Hidden state-based distillation
In hidden state-based distillation, the hidden states produced by the teacher and student models are compared to encourage the student model to mimic the representations learned by the teacher model. Let's denote the hidden states produced by the teacher model as $ H^T $ and the hidden states produced by the student model as $ H^S $.
One common approach to compute the hidden state-based distillation loss is by using the mean squared error (MSE) between the hidden states of the teacher and student models. The MSE loss measures the average squared difference between corresponding elements of the hidden state matrices.
Mathematically, the hidden state-based distillation loss $ L_{\text{hidden}} $ can be expressed as:
$$ L_{\text{hidden}} = MSE( H^T, H^S) $$
Where:
- $ N $ is the number of tokens or elements in the hidden state matrices.
- $ H^T $ and $ H^S $ are the hidden states for the teacher and student models respectively.
This formulation computes the squared difference between each element of the hidden state matrices and averages them over all elements. Minimizing this loss encourages the student model to learn representations that are similar to those learned by the teacher model, facilitating knowledge transfer.

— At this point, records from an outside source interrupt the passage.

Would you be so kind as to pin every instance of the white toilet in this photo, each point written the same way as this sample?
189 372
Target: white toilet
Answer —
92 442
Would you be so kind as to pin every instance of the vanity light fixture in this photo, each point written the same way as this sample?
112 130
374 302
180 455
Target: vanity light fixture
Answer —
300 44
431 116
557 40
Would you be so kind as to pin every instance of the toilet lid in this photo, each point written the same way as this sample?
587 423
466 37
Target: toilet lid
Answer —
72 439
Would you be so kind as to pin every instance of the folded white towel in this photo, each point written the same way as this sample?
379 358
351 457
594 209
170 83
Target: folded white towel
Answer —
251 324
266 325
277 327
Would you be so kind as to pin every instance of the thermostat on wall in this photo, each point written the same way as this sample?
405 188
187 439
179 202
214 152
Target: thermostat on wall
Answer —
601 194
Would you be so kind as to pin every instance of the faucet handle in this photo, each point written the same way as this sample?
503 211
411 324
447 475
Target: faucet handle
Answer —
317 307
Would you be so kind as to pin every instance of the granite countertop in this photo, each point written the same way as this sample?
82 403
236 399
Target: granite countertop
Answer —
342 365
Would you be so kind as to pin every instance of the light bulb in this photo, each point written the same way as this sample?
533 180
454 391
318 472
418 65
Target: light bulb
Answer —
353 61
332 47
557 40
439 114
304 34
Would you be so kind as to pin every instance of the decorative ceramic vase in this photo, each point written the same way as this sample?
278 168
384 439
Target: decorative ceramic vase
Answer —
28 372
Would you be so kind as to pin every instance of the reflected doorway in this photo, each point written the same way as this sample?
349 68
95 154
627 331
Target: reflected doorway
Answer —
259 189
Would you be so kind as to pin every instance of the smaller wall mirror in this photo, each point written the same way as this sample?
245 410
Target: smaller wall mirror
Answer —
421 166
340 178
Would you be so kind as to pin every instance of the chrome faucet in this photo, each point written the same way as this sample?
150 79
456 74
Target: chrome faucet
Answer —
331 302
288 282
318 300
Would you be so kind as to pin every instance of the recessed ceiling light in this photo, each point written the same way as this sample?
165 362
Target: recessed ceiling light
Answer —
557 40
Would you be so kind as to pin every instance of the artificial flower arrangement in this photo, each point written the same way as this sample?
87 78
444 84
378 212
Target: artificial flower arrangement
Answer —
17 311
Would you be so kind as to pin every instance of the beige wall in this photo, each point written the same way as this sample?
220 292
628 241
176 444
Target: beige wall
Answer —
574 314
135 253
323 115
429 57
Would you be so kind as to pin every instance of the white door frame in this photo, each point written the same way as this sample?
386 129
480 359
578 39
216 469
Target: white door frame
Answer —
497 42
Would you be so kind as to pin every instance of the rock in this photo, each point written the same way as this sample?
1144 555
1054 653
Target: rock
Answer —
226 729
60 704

But, the dimension of teacher and student are different ?
- YES
One approach: handle the dimensionality difference between the teacher and student hidden states is to directly transform the student's hidden states to match the dimensionality of the teacher's hidden states before computing the mean squared error (MSE) loss.
$$ L_{\text{hidden}} = MSE( H^TW_h, H^S) $$
- $W$ is a learnable linear transformation matrix that maps $H^S$ from dimension $d_s$ to dimension $d_t$.
This approach effectively aligns the representations of the teacher and student models, enabling the computation of the MSE loss without requiring additional steps to project both hidden states into a shared latent space.
Embedding Layer
When distilling knowledge from the embedding layer of the teacher model to the student model, the Mean Squared Error (MSE) loss can be used to measure the discrepancy between their embeddings. Let's denote the embedding vectors produced by the teacher and student models as $ E^T $ and $ E^S $ respectively.
The MSE loss for the embedding layer distillation can be computed as follows:
$$ L_{\text{embedding}} = \frac{1}{N} \sum_{i=1}^{N} || E^T_i - E^S_i ||^2 $$
Where:
- $ N $ is the number of tokens or elements in the embedding vectors.
- $ E^T_i $ and $ E^S_i $ are the embedding vectors for the $ i $th token in the input sequence, produced by the teacher and student models respectively.
This formula calculates the squared difference between each element of the embedding vectors and averages them over all elements.
In case of size mismtatch, we can employe the linear transformation as used in hidden state distillation.
For the predcition layer distillation we can use the DistilBERT approach.
The final loss function is as follow:
$$ L = \sum_{m=0}^{N+1} \lambda_m L_{layer} (S_m, T_{g(m)})$$
- $L_{layer}$ loss fucntion of the layer $m$.
- $\lambda_m$ hyperparameter of $m^{th}$ layer
In TinyBERT, distillation is applied across all layers and in both pre-training and fine-tuning phases. Compared to BERT-Base, TinyBERT is 96% more effective, 7.5 times smaller, and 9.4 times faster during inference.